Prevost ha ripreso l’immagine dell’àncora, simbolo scelto per il viaggio: “La fede ci permette di avanzare anche nei momenti più oscuri. La nostra vita è ancorata in cielo: aggrappiamoci alla corda”, ha spiegato, invitando a non rinunciare alla costruzione della pace. Nel santuario ha poi donato una Rosa d’oro, segno che richiama la presenza mariana e il legame tra la Chiesa universale e i luoghi di preghiera
L’esempio della carità
All’interno del suo discorso il Vescovo di Roma ha portato esempi tratti dalle testimonianze ascoltate. Uno su tutti: la moneta siriana trovata nella borsa delle elemosine di un villaggio di confine: “Ci ricorda che nella carità ciascuno ha qualcosa da dare e da ricevere”, ha osservato per poi sottolineare che la condivisione quotidiana rompe barriere etniche e religiose. Ha poi richiamato la responsabilità verso chi fugge dalla guerra: “Nessuno dovrebbe essere costretto a lasciare il proprio Paese per conflitti assurdi”. Il Santo Padre ha ricordato anche l’impegno di religiose e laici che mantengono vive scuole e centri educativi in aree segnate da tensioni, definendoli “luoghi in cui si impara a condividere pane, paura e speranza”. L’istruzione, ha ribadito, resta una priorità della Chiesa in Libano e una risorsa per la popolazione più fragile.

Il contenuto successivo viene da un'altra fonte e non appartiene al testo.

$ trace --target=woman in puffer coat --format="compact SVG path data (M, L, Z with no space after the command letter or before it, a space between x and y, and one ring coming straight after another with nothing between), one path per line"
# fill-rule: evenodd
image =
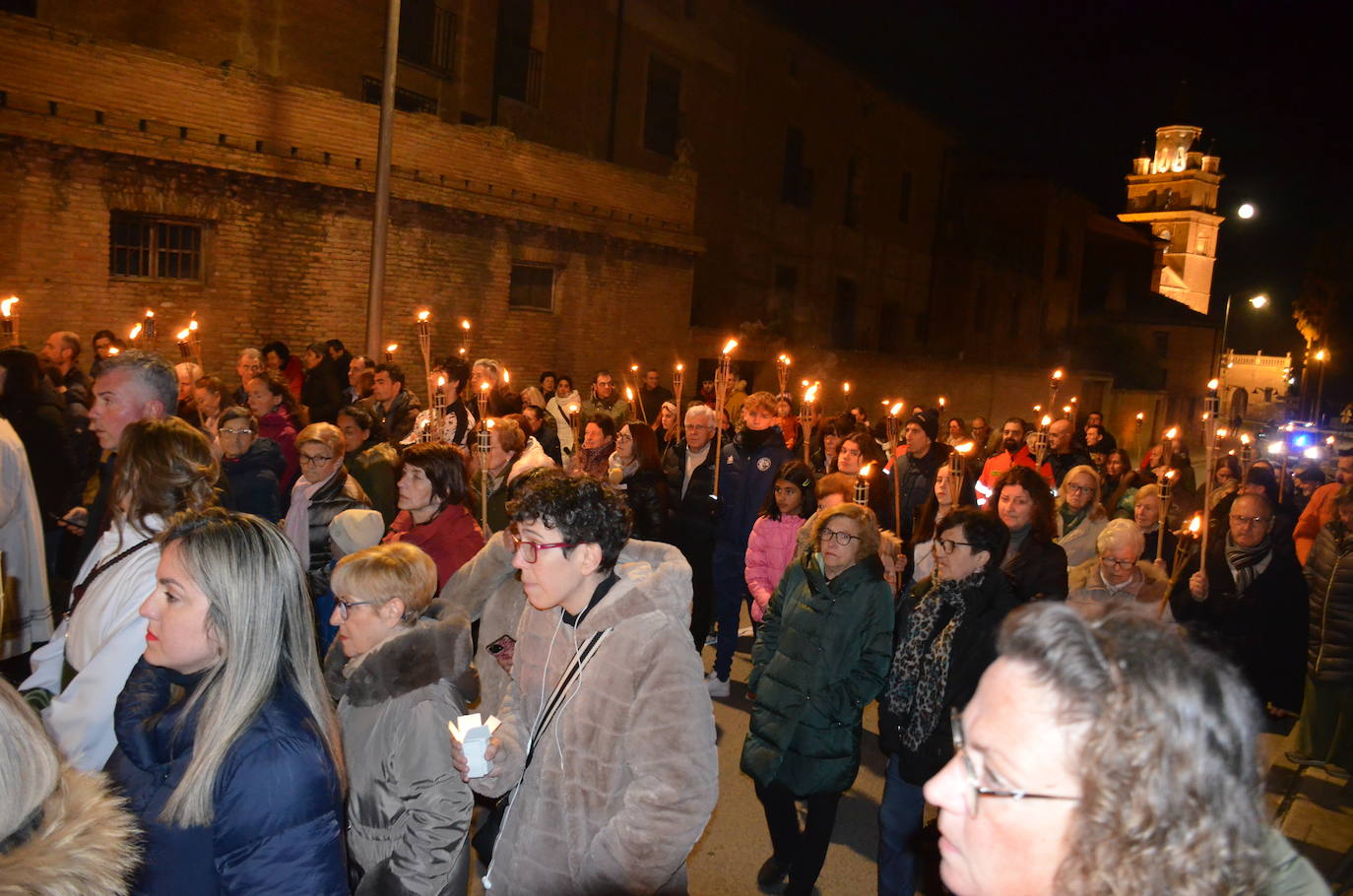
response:
M1334 513L1306 558L1311 586L1306 698L1296 751L1287 755L1346 777L1353 771L1353 489L1338 491Z
M469 623L432 602L437 566L411 544L349 554L333 586L342 597L325 678L348 759L356 893L464 893L474 797L444 736L479 690Z
M756 624L766 617L771 594L794 559L798 531L817 512L816 495L813 470L802 460L787 460L775 471L775 486L747 539L747 590Z
M878 522L858 503L817 514L813 550L781 579L752 648L751 728L741 769L766 811L773 853L759 887L806 896L823 869L836 804L859 771L861 717L884 688L893 590ZM805 828L797 801L808 803Z

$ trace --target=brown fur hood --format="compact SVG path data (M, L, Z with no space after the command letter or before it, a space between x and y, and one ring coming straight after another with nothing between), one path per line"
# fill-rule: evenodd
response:
M350 662L356 667L345 674ZM325 681L336 701L369 707L448 681L467 704L479 700L469 621L449 601L434 600L407 632L395 635L359 660L348 660L336 639L325 656Z
M118 896L139 859L137 826L103 774L64 769L32 836L0 854L0 896Z

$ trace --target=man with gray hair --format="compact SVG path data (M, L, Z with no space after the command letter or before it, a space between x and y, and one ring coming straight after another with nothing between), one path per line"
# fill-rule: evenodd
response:
M84 563L103 535L108 517L108 491L122 432L138 420L164 420L179 409L179 376L158 355L129 349L104 360L93 383L89 429L107 457L99 464L99 493L88 506L76 506L61 518L81 536L74 567Z
M686 411L685 439L663 453L663 472L671 490L667 532L690 563L690 635L695 650L714 619L714 409L694 405Z

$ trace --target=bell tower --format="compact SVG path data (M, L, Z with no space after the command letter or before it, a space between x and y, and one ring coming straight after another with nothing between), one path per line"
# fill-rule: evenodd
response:
M1216 261L1216 214L1222 160L1199 145L1201 127L1166 125L1155 130L1155 153L1146 145L1127 176L1127 211L1118 219L1150 225L1162 241L1161 292L1207 314Z

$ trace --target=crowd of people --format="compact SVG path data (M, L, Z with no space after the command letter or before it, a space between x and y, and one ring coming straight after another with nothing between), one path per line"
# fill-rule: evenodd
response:
M83 345L0 351L0 892L686 892L712 700L750 707L747 888L813 892L878 701L879 893L936 836L959 896L1329 892L1256 751L1296 719L1353 769L1353 452L1195 489L1099 413Z

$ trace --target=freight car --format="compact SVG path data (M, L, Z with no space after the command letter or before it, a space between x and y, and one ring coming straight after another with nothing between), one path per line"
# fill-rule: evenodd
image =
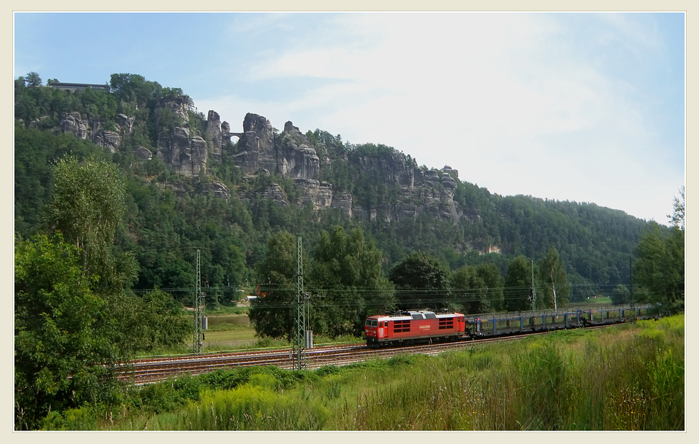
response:
M367 318L367 345L473 340L626 322L627 318L657 320L652 306L617 306L573 311L536 311L493 313L466 318L448 311L415 310Z
M452 340L466 332L466 317L459 313L429 310L400 311L369 316L364 323L367 345Z

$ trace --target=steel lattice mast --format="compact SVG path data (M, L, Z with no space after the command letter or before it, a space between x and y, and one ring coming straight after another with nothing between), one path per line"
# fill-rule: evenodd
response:
M195 282L194 288L194 343L193 348L194 353L199 354L201 353L202 343L204 338L201 331L204 318L204 293L201 292L201 259L199 254L199 248L197 248L196 282Z
M303 293L303 260L301 237L296 242L296 343L294 345L294 369L301 370L306 366L305 334L308 308Z

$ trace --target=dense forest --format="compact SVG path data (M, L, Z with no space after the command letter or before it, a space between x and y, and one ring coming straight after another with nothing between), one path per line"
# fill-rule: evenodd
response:
M220 141L198 173L173 168L163 148L175 134L210 147L215 133L180 89L127 74L103 89L42 83L15 81L18 428L51 408L113 401L113 364L191 338L182 313L198 252L207 309L262 296L250 318L263 336L291 337L300 238L311 328L329 336L360 335L367 315L404 308L555 310L603 294L683 310L683 189L667 226L492 193L451 168L320 129L272 131L275 148L310 144L319 183L345 193L350 216L315 207L283 171L246 171L240 141ZM387 181L386 166L429 186ZM432 206L394 217L419 199Z
M504 274L515 257L536 261L553 247L571 284L572 300L629 285L633 252L648 223L623 211L588 203L502 196L456 177L454 202L476 215L456 223L427 213L385 222L380 217L373 221L343 218L335 209L314 211L300 203L300 193L289 178L275 173L245 177L231 160L238 152L235 143L223 147L220 161L210 158L207 173L199 177L178 176L157 156L148 161L138 158L133 147L145 146L155 153L160 135L178 125L203 134L205 117L179 89L163 88L131 74L115 74L110 84L111 92L87 89L68 93L32 87L24 80L16 89L15 231L26 238L46 230L42 208L51 196L52 163L69 153L112 162L123 173L128 208L116 244L136 257L139 272L135 291L167 289L178 299L188 301L194 278L193 251L200 248L209 301L226 303L235 293L232 288L255 283L255 266L272 233L285 230L302 236L306 248L313 251L320 233L336 225L347 231L360 228L370 236L383 253L387 273L407 255L422 251L451 270L492 263ZM163 106L173 98L188 105L186 123L178 121ZM131 131L123 134L120 148L109 153L56 131L61 114L74 111L98 120L103 128L122 132L118 116L136 118ZM335 190L350 193L360 204L395 203L400 196L397 187L387 186L376 174L362 171L356 159L369 156L378 161L398 154L417 166L416 159L383 145L352 145L320 130L307 136L319 157L327 153L330 159L330 167L321 170L321 180L332 183ZM212 181L223 183L230 196L222 199L207 193L207 184ZM280 206L265 197L264 191L272 183L280 185L297 204ZM489 246L497 246L499 252L484 254Z

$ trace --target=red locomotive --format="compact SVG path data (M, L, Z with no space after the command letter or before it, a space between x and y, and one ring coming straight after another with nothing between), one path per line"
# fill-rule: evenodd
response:
M367 345L406 342L449 340L464 335L466 317L459 313L429 310L401 311L367 318L364 333Z

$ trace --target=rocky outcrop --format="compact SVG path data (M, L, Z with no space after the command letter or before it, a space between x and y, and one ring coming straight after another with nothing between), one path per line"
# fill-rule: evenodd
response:
M183 176L198 176L206 172L206 141L198 136L190 138L186 128L174 128L169 138L161 138L157 156Z
M225 123L227 127L228 124L226 122L224 122L224 123ZM207 146L209 156L218 161L221 161L221 146L223 143L222 126L221 118L218 116L218 113L213 110L210 110L208 116L206 118L206 121L204 122L204 134L205 138L208 141ZM226 129L226 132L228 133L230 128L227 128ZM228 140L230 140L230 137Z
M239 152L233 158L245 174L264 169L282 177L317 180L320 166L315 150L291 122L287 122L284 131L277 134L267 118L248 113L243 130L243 133L228 134L240 138Z
M147 148L143 146L136 146L133 148L133 154L138 158L145 161L150 161L153 158L153 152Z
M54 132L71 133L83 140L89 140L96 145L114 153L121 145L123 136L131 133L133 126L133 118L125 114L119 115L120 123L116 131L101 129L101 122L98 119L85 118L78 111L63 113ZM31 125L30 124L30 126Z

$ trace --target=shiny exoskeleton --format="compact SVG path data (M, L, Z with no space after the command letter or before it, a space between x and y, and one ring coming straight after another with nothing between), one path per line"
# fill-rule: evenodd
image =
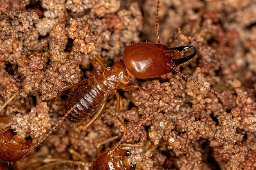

Nel pomeriggio Leone XIV ha guidato un incontro ecumenico e interreligioso in piazza dei Martiri a Beirut: “Da molti anni gli occhi del mondo sono fissi sul Medioriente, osservandone l’arduo cammino e la ricerca della pace”, ha detto Leone. Di fronte a conflitti radicati, il Papa ha indicato nel Libano un laboratorio di coesistenza: “Paura, sfiducia e pregiudizio non hanno qui l’ultima parola”.
Uguale dignità
Riprendendo la ‘Dichiarazione Nostra Aetate’, ha sottolineato che il dialogo tra religioni non nasce da necessità politiche, ma da un fondamento teologico che riconosce l’uguale dignità di ogni persona. Ha ricordato le immagini dei cedri e dell’ulivo, simboli che nei testi sacri indicano stabilità e pace. L’olio, ha spiegato, “guarisce e illumina”, richiamando il ruolo delle comunità credenti nel curare ferite sociali e sostenere chi vive in condizioni difficili. Sua Santità ha poi richiamato la diaspora libanese: “Come le radici dei cedri si estendono nel terreno, così il popolo libanese è diffuso nel mondo, ma unito dalla propria storia”. Ha invitato cristiani, musulmani, drusi e appartenenti ad altre fedi a essere “costruttori di pace”, contrastando violenza e intolleranza attraverso gesti quotidiani di collaborazione. Il Santo Padre ha concluso affidando il Paese alla protezione di Nostra Signora del Libano, che raduna ogni anno credenti di religioni diverse nella festa nazionale del 25 marzo: “Il suo abbraccio guidi tutti perché il dono della riconciliazione e della convivenza scorra come acqua dalle montagne”.